A Morena no le alcanza para aprobar el Plan B de Sheinbaum en Quintana Roo
Este escenario local se alinea con las señales de la prensa nacional donde legisladores y dirigentes del PVEM y PT han anticipado que no respaldarán el Plan B de la presidenta.
Cancún.— En el Congreso de Quintana Roo, Morena no cuenta con los votos suficientes para aprobar por sí sola el Plan B de la presidenta Claudia Sheinbaum, el paquete de reformas que busca reducir privilegios en los poderes legislativos locales y municipios, lo que implicaría hacer cambios a la Constitución de Quintana Roo, y por ende, sería necesaria una mayoría calificada, la cual no tiene en la Legislatura local, esto tras el rechazo a la iniciativa electoral original de mandataria en el Congreso de la Unión, resultado de la oposición de sus propios aliados, el PVEM y el PT.
Con solo 14 curules de un total de 25 diputados en la XVIII Legislatura (2024-2027), el partido guinda se queda corto para alcanzar la mayoría calificada requerida en reformas constitucionales o de fondo similares: se necesitan al menos 17 votos (dos terceras partes de los integrantes). Sin el apoyo de sus aliados tradicionales, el Partido Verde Ecologista de México (PVEM) con 4 curules y el Partido del Trabajo (PT) con 3, Morena no logra la aprobación independiente.
Este escenario local se alinea con las señales de la prensa nacional de hoy (13 de marzo de 2026), donde legisladores y dirigentes del PVEM y PT han anticipado que no respaldarán el Plan B si implica retrocesos democráticos, ventajas hegemónicas para Morena o cambios que afecten su estructura partidaria.
Por ejemplo, coordinadores como Arturo Escobar (PVEM) y Reginaldo Sandoval (PT) han expresado reservas claras tras la reunión en Palacio Nacional, señalando que no hubo avances concretos y que esperarán ver la propuesta formal, pero con posturas firmes en contra si no se construye de manera consensuada. Esto refuerza la percepción de que el bloque oficialista (Morena + PVEM + PT), que suma alrededor de 21 curules en Quintana Roo, podría fracturarse en este tema, haciendo presumible el fracaso del Plan B en el estado.

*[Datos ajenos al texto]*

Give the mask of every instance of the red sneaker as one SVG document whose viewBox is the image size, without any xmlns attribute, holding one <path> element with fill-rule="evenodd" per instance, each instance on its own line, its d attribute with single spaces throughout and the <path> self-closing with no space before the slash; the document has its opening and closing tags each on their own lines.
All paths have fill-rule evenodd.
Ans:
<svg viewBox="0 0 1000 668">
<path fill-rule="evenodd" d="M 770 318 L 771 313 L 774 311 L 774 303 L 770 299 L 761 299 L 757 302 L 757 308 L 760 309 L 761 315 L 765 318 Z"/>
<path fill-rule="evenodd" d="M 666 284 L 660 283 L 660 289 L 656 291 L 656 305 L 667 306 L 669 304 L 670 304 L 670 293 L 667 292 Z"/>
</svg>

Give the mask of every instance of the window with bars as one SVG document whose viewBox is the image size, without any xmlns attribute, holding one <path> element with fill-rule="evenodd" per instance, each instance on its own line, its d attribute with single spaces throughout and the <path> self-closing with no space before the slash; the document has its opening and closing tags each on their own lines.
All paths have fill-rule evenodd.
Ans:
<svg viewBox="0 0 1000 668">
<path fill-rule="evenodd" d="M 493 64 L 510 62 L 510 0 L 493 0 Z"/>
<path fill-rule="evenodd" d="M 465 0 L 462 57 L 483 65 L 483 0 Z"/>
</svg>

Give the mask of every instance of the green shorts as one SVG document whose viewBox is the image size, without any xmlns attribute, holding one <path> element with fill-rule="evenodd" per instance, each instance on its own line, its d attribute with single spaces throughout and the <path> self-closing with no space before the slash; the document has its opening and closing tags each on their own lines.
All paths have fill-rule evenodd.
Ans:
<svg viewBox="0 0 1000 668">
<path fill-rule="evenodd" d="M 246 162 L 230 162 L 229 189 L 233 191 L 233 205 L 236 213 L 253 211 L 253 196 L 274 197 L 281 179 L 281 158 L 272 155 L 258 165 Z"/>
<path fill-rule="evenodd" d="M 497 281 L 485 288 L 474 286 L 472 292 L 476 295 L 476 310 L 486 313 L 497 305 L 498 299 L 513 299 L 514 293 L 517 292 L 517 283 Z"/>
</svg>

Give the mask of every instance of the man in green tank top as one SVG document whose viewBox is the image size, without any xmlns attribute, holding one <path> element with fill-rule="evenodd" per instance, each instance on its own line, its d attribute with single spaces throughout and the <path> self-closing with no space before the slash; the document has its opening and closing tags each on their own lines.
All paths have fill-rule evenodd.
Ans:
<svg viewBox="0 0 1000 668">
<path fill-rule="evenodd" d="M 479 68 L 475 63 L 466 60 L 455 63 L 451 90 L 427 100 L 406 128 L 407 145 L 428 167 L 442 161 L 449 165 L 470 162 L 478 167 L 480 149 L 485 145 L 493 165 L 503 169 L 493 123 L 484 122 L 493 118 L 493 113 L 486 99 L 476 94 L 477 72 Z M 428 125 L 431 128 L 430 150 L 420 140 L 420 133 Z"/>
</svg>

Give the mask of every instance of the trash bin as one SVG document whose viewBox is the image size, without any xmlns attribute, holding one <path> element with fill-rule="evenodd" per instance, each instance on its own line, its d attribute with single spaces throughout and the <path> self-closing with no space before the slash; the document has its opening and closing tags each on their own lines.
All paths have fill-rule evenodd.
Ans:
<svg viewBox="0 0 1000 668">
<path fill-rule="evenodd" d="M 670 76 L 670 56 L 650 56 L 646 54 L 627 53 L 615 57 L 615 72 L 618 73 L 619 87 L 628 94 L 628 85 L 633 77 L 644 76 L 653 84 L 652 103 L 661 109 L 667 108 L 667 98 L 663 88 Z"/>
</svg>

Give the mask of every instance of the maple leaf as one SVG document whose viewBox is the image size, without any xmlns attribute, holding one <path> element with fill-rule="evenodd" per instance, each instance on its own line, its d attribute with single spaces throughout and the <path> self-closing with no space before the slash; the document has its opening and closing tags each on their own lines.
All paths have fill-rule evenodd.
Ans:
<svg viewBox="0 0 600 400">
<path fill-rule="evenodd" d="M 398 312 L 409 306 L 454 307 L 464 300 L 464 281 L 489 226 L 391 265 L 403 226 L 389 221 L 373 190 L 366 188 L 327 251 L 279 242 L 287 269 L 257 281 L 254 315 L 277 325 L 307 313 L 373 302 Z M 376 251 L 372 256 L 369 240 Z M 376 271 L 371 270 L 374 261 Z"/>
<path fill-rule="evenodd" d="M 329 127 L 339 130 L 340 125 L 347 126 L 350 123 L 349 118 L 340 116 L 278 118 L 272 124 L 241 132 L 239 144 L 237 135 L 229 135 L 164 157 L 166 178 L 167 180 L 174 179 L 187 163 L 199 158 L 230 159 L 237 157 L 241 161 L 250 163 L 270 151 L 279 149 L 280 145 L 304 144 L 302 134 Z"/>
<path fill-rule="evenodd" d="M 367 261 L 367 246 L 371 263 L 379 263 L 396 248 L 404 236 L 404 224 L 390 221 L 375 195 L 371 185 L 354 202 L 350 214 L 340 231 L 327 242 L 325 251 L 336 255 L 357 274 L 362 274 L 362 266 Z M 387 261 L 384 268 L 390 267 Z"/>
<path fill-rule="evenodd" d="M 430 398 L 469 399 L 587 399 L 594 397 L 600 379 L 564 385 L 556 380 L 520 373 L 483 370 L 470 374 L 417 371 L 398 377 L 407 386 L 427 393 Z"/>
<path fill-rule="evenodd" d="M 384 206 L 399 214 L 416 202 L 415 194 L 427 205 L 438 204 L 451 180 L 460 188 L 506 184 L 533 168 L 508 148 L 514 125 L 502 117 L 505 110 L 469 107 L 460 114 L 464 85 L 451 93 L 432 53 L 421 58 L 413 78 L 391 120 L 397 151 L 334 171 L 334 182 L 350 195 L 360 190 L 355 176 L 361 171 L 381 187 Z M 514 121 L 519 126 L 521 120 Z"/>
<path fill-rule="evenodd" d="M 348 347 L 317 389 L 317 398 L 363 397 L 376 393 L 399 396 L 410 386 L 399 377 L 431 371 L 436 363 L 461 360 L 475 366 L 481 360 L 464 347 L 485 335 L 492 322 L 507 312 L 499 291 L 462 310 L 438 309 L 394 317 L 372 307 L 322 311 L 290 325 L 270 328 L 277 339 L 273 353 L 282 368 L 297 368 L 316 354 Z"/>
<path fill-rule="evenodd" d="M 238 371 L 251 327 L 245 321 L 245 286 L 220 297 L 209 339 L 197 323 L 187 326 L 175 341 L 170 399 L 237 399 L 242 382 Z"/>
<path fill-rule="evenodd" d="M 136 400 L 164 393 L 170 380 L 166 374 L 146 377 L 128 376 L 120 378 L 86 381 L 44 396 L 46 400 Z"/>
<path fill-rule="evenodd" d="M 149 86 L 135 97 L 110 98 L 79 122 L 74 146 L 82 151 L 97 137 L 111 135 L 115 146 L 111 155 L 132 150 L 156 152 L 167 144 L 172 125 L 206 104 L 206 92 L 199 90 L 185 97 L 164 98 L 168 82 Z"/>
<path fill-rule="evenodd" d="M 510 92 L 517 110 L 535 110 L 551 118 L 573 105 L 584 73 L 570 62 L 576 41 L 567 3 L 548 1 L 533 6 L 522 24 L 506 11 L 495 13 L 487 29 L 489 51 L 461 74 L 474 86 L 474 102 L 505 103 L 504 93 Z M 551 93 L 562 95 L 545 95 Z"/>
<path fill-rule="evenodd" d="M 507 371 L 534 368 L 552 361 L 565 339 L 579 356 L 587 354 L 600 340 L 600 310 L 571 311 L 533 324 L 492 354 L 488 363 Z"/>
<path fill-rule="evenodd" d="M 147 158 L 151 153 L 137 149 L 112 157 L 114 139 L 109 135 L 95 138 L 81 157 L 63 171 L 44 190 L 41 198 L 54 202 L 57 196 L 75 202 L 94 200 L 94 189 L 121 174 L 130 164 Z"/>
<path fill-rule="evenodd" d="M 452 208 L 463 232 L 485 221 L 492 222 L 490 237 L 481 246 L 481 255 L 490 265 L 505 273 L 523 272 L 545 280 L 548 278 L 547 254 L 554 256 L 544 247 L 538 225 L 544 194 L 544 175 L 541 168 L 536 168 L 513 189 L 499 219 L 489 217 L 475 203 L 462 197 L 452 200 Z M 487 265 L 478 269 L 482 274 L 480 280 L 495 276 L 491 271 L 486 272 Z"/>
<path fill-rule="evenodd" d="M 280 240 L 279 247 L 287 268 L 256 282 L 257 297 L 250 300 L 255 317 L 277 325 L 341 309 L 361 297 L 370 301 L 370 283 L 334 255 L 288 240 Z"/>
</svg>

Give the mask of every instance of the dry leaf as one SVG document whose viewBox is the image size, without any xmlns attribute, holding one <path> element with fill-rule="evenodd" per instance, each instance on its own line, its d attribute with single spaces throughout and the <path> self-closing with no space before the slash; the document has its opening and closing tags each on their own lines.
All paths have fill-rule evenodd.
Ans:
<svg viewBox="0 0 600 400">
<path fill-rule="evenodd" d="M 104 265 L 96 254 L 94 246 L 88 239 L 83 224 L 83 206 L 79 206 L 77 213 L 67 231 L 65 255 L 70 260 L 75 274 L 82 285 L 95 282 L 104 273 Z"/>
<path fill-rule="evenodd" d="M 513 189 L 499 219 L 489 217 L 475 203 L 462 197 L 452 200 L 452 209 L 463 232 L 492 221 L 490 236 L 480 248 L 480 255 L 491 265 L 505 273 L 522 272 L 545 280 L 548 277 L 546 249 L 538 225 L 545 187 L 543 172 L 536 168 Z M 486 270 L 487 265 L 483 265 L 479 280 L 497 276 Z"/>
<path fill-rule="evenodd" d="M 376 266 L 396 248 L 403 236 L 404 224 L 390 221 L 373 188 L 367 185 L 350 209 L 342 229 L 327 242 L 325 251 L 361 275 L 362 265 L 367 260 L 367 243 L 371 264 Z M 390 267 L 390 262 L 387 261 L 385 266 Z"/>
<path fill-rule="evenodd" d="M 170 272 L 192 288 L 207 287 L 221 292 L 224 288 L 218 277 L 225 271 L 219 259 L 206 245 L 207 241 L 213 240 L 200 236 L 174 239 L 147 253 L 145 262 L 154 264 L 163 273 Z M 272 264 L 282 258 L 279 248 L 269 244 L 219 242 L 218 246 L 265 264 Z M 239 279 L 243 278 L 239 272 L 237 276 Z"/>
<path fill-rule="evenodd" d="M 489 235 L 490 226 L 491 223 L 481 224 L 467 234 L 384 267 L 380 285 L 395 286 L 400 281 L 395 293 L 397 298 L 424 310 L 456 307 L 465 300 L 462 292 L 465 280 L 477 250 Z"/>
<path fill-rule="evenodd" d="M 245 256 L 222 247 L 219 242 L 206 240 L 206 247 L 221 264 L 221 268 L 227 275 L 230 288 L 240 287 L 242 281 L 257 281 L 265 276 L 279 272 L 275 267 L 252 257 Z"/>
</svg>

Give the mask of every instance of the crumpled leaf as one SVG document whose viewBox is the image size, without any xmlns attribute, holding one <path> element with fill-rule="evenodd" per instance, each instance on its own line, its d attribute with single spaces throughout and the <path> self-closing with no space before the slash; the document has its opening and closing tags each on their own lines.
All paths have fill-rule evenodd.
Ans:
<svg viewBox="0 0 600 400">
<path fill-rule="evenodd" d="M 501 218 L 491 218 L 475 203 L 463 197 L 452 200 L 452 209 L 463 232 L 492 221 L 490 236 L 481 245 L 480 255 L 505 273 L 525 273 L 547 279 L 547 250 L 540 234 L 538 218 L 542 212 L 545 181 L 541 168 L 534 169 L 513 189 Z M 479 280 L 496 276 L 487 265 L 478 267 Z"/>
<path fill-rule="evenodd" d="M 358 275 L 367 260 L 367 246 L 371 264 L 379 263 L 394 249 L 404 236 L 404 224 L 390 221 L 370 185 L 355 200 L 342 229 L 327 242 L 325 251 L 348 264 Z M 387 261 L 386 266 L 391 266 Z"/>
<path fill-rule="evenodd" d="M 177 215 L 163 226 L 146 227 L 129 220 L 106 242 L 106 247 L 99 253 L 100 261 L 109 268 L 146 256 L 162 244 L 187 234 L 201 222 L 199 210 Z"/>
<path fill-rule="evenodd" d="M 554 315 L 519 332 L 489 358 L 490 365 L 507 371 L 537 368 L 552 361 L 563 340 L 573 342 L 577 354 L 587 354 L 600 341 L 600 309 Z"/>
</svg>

El Plan B, anunciado por Sheinbaum como una alternativa tras el revés en la Cámara de Diputados federal (donde solo Morena y algunos aliados menores lo respaldaron), se enfocaría en ajustes a congresos locales como el de Quintana Roo: tope a gastos, reducción de privilegios y mayor participación ciudadana, posiblemente vía armonización constitucional o leyes secundarias. Sin embargo, al requerir en muchos casos mayoría calificada según la Constitución Política del Estado, la aritmética legislativa local no favorece al partido en el poder sin negociar con sus socios.
En el Congreso quintanarroense, la oposición (PAN con 2, PRI con 1 y MC con 1) suma apenas 4 curules, pero el verdadero obstáculo para Morena radica en la posible abstención o rechazo de PVEM y PT, alineados con las posturas nacionales críticas.
Hasta el momento, no hay indicios de que la iniciativa haya llegado formalmente al Legislativo local, pero el panorama apunta a un camino complicado para su aprobación en Quintana Roo, reflejando las tensiones internas en la alianza federal que podrían replicarse en los estados.